Я покинул ее. Я попросил мадемуазель де ла М., чтобы она меня заменила; крайнее возбуждение Гертруды грозило самыми дурными последствиями, но я не мог не понять, что мое присутствие только усугубляет ее положение. Я попросил, чтобы меня известили, если ей станет хуже.
30 мая
Увы! Мне пришлось ее увидеть уже усопшей. Она скончалась сегодня утром, на восходе солнца, после ночи, проведенной в бреду и в забытьи. Жак, которого по просьбе Гертруды вызвала телеграммой мадемуазель де ла М., прибыл через несколько часов после конца. Он сурово меня упрекнул за то, что я не позвал к ней кюре в то время, когда это было возможно. Но как я мог это сделать, ничего еще не зная о том, что во время пребывания в Лозанне (очевидно, по его настоянию) Гертруда отреклась от протестантства. Жак в одной и той же фразе известил меня о том, что он и Гертруда обратились. Таким образом, меня сразу покинули обе эти души; казалось, что разлученные мной в этой жизни, они порешили уйти от меня и соединиться в боге. Я склонен думать, что обращение Жака продиктовано ему рассудочными доводами, а не любовью.

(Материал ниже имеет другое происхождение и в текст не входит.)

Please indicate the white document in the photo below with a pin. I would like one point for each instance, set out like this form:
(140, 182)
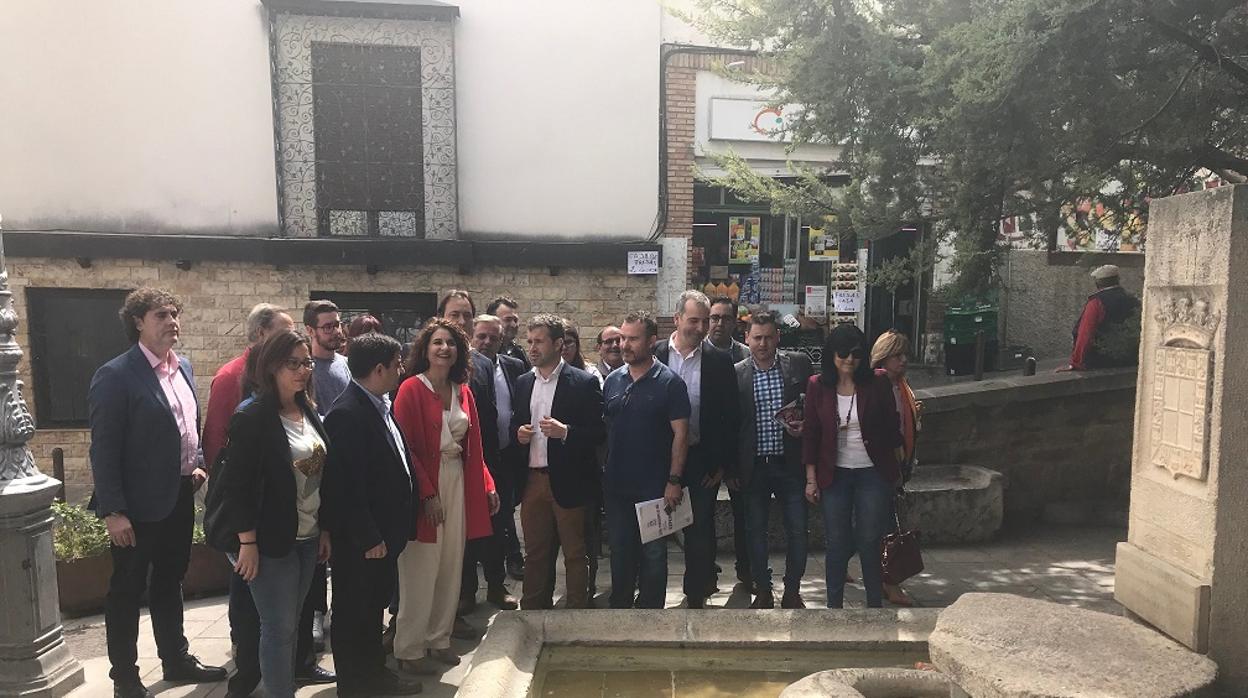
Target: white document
(655, 521)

– Отец, – сказал он мне, – мне не годится вас осуждать, но мной руководило единственно зрелище вашего заблуждения.
После отъезда Жака я опустился на колени перед Амелией и попросил ее помолиться за меня, ибо я нуждался в поддержке. Она просто прочла «Отче наш», делая между прошениями длинные паузы, заполнявшиеся нашими мольбами.
Мне хотелось плакать, но я чувствовал, что сердце мое бесплодно, как пустыня.